Мать сильно сконфузилась и не знала, что делать, давать ли сыну вареников, которые были в числе прочей закуски, или учить его говорить по-русски. Видя смущение матери, Гоголь сказал: «Зачем вы мешаете ему, пусть говорит он на своем родном наречии. Придет время, и всему прочему еще успеет научиться».
Гоголь и крестьяне
Ни при каких трудных обстоятельствах Гоголь не оставлял заботы о ближних, в том числе и о крестьянах. Ольга Васильевна Головня, сестра писателя, рассказывала, как однажды они были в церкви и Гоголь увидел, что священник раздал им просфоры, а крестьянам нет. Когда возвращались из церкви, он положил руку на плечо сестры и попросил, чтобы она велела к каждой службе печь по двадцать пять просфор, резать их на четыре части и отправлять в церковь, чтобы священник мог раздавать людям. При этом дал ей двадцать пять рублей, чтобы не брать у матери муку, и впредь обещал присылать денег.
Вместе с сестрой Гоголь заходил в избы мужиков, смотрел, как они живут; ездил на поле к жнецам. «В то время был плохой урожай, – вспоминала Ольга Васильевна, – и хлеб такой низкий был, что нельзя было жать, и они руками вырывали с корнями. Мы подъехали к жнецам, брат встал, подошел к ним, спрашивал: “Тяжелее рвать, как жать?” – “Жать легче, а рвать – на ладони мозоли поробилися”. А он сказал им в утешение: “Трудитесь, чтобы заслужить Царство Небесное”».

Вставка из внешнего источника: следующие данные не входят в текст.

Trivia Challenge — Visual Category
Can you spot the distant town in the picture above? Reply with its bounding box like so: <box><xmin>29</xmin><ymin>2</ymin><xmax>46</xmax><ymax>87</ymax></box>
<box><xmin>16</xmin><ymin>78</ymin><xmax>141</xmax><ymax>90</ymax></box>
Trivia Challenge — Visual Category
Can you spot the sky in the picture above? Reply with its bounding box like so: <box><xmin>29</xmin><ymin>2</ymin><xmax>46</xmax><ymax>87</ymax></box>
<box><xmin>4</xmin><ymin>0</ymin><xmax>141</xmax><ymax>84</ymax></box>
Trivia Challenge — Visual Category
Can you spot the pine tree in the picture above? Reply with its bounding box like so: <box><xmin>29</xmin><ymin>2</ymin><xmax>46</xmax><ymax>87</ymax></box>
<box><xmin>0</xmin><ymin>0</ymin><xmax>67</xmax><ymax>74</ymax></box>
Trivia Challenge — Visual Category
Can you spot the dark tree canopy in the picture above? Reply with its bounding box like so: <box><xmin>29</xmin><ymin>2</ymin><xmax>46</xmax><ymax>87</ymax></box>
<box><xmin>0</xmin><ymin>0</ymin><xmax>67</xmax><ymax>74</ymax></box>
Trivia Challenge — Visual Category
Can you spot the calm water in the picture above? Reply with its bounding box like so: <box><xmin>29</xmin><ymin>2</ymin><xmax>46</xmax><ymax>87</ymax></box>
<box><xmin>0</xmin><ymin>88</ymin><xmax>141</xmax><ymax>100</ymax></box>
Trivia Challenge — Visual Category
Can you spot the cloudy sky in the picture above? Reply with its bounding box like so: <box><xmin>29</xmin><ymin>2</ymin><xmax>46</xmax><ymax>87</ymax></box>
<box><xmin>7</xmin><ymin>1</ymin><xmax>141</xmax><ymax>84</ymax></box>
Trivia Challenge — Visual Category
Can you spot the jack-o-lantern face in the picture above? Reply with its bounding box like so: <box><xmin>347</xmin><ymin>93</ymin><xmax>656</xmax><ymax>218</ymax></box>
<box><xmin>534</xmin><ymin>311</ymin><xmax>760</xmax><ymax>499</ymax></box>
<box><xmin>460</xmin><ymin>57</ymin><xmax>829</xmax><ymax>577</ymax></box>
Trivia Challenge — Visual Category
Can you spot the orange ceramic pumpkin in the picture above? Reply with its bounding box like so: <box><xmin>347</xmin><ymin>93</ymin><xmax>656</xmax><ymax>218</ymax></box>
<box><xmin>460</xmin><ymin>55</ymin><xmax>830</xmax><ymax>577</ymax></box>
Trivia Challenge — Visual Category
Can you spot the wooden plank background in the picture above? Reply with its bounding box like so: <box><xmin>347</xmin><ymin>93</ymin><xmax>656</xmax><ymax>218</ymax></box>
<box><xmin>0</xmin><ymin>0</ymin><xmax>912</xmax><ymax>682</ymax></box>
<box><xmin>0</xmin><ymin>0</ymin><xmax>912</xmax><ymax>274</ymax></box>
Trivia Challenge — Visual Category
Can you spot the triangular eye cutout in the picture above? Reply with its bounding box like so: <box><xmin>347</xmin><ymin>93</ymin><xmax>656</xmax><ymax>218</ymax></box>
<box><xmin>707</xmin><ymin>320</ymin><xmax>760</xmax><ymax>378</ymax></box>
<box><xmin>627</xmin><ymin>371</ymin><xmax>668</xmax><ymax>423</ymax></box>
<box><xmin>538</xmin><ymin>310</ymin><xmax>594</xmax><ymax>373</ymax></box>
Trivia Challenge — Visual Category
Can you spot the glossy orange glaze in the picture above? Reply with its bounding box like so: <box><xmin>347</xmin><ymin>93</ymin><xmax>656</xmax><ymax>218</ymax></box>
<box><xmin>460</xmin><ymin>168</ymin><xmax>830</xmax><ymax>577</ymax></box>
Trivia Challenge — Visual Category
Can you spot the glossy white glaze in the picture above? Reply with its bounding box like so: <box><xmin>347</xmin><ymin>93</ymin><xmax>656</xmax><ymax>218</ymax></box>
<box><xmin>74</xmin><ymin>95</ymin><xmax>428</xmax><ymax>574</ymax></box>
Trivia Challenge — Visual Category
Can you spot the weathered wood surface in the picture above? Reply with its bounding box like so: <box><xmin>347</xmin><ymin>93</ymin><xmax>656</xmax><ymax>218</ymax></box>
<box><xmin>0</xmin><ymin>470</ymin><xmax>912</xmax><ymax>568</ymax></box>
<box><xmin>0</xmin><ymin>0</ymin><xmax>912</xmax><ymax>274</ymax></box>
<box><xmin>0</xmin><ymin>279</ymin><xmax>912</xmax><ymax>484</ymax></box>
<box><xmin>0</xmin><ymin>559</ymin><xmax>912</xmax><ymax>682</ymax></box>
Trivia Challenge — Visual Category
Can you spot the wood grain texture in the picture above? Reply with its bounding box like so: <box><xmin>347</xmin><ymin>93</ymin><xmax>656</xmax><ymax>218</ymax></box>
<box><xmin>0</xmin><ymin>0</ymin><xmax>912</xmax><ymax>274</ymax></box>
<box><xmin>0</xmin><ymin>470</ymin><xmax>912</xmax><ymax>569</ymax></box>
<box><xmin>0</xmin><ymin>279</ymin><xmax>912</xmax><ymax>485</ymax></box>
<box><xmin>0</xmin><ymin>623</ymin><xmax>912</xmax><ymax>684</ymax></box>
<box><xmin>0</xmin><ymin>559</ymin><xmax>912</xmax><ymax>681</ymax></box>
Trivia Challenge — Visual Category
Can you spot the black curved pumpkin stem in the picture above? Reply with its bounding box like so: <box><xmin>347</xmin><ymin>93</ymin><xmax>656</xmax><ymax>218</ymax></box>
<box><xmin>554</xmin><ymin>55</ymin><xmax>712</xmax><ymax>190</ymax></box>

И по отъезде из Васильевки Гоголь не оставлял попечения о крестьянах. Та же Ольга Васильевна свидетельствовала: «Со временем брат присылал матери денег, чтобы она купила хоть по теленку тем мужикам, у кого не было скота, и мне прислал пятьдесят рублей, чтобы я по усмотрению своему помогала нуждающимся».
Как молился Гоголь
Григорий Павлович Галаган, богатый украинский помещик, живший в начале 1840-х годов в Риме, рассказывал, что Гоголь уже тогда показался ему очень набожным. «Один раз собирались в русскую церковь все русские на всенощную. Я видел, что и Гоголь вошел, но потом потерял его из виду и думал, что он удалился. Немного прежде конца службы я вышел в переднюю, потому что в церкви было слишком душно, и там в полумраке заметил Гоголя, стоящего в углу за стулом на коленях и с поникнутой головой. При известных молитвах он бил поклоны».
Гоголь верил в простоте сердца, так, как верит народ. Княжна Варвара Николаевна Репнина-Волконская вспоминала, имея в виду пребывание Гоголя в Одессе зимой 1850/51 года: «У матери моей (княгини Варвары Алексеевны Репниной-Волконской. – В. В.) была домовая церковь. Гоголь приходил к обедне, становился в угол за печкой и молился “как мужичок”, по выражению одного молодого слуги, то есть клал поклоны и стоял благоговейно».
Молебен о здравии
Владимир Иванович Шенрок, биограф Гоголя, рассказывал со слов родственников писателя, что однажды в 1848 году, гостя у своих в Васильевке, он куда-то выехал из деревни, но вдруг, уже в половине пути, что-то вспомнил, вернулся домой, заказал в церкви молебен о здравии болящей рабы Божией Александры и сейчас же снова отправился в путь. Родные догадались, что он молился за Александру Осиповну Смирнову.
Гоголь и Евангелие
Известно, что Гоголь никогда не расставался с Евангелием. «Выше того не выдумать, что уже есть в Евангелии, – говорил он. – Сколько раз уже отшатывалось от него человечество и сколько раз обращалось».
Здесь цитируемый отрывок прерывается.